A partir de la ville de Sidi Aich, une route étroite et partiellement délabrée s’engage en direction d’un col ardu qui donne accès au village Sillal, à une dizaine de kilomètres au Nord.
Le relief montagneux, coupé de petites gorges, est en bonne partie tapissé de forêts.
Sillal est un village tranquille abritant le siège de la commune de Tifra, petite municipalité rurale. Hormis le paysage idyllique et le calme rédempteur de la montagne, la seule attraction du village Sillal reste la station thermale.

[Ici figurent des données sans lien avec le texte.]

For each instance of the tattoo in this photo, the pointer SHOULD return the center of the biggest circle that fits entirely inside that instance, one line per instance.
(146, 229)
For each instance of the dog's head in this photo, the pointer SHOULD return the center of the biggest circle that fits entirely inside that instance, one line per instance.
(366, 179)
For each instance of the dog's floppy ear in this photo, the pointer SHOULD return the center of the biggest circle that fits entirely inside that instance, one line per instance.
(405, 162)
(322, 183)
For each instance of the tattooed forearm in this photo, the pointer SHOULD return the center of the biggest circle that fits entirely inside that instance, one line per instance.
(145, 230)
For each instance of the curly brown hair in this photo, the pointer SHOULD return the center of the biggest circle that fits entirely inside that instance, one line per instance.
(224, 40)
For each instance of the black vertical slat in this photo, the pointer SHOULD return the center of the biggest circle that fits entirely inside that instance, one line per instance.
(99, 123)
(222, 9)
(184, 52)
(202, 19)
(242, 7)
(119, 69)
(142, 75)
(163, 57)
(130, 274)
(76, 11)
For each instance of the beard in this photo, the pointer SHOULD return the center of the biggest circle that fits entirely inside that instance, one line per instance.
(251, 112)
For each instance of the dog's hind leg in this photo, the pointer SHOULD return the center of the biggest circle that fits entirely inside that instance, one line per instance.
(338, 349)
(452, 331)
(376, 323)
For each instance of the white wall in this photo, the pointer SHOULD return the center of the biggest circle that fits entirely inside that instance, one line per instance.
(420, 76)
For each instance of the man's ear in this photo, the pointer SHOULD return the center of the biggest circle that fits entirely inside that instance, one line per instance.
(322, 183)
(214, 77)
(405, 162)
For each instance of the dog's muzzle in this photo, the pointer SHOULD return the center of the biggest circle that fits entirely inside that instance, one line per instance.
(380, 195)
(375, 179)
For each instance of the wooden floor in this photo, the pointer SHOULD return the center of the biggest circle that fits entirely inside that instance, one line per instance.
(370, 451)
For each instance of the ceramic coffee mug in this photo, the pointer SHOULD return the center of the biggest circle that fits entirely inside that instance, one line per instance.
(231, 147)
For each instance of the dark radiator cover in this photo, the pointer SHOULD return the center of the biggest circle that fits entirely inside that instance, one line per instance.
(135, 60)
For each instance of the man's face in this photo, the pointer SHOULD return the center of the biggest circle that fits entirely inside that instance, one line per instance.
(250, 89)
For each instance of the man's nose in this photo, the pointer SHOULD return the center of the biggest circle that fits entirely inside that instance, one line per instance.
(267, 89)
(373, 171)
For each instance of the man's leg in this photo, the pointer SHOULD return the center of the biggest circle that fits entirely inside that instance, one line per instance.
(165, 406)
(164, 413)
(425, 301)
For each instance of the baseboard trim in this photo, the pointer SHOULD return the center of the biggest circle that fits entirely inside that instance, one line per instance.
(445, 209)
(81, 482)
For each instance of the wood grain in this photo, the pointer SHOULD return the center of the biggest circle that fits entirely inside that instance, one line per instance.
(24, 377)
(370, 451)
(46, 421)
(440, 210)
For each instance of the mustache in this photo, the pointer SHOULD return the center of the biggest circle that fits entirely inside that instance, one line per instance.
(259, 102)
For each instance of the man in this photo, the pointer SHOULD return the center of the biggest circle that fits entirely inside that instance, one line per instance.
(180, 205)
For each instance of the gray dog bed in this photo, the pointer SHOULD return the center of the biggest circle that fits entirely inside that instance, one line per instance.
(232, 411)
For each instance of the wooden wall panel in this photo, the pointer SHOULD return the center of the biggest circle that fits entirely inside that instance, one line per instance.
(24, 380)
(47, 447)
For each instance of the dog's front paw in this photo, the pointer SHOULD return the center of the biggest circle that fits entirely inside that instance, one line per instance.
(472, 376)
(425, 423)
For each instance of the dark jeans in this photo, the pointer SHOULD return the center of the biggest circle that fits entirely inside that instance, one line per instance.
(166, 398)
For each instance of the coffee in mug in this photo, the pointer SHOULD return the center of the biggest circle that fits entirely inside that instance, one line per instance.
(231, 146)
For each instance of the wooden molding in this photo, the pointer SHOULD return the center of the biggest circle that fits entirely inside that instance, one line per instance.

L’établissement aménagé le 17 juillet 1954 est géré par l’APC de Tifra, après un intermède de trois ans pendant lequel il a été confié en gérance libre à un privé. Le hammam accueille à longueur d’année une pléthore de curistes. On y vient des contrées les plus reculées du pays pour se délasser et laver son corps de tous les maux.
Du mal de dos au mal de vivre
Que cherchent donc les adeptes du thermalisme : dénouer leurs articulations ou leurs complexes ?
Peut-être les deux à la fois. La cure thermale qui consiste en un traitement par la chaleur (infernale) de l’eau de source et des bains de vapeur, est devenue aujourd’hui un « must ». « La moitié des curistes viennent ici pour soigner un problème articulaire. Les autres cherchent une remise en forme », analyse un sexagénaire qui tente, nous confie-t-il, de chasser le souvenir persistant d’une vieille sciatique. Et d’ajouter : « Depuis que je fréquente cet établissement thermal, les douleurs ont pratiquement disparu ». Les curistes alternent immersion dans l’eau chaude et le bain de vapeur. Un homme à la tignasse grisonnante prend son courage à deux mains et s’introduit dans le bassin d’eau brûlante.
Allongés à même le sol, deux jeunes, la trentaine bien sonnée, énumèrent à grand renfort d’arguments les bienfaits de la crénotherapie (soins par l’eau de source). Ils relèvent visiblement de la catégorie curistes légers car, nous disent-ils, ils ne souffrent de « rien de spécial ». Il s’avère en fait que l’un traque sournoisement un « vague malaise existentiel » et l’autre tente de noyer le « complexe de problèmes sentimentaux » avec l’hypothétique espoir que l’eau, en décapant les cellules mortes, leur apportera la solution.
Le mythe de l’eau
Les adeptes du thermalisme soutiennent que l’eau de source recèle de multiples vertus thérapeutiques. En effet, dans l’eau, la peau telle une immense éponge, se gorgerait d’iode tonique, d’indispensables oligo-éléments et de bénéfiques ions négatifs.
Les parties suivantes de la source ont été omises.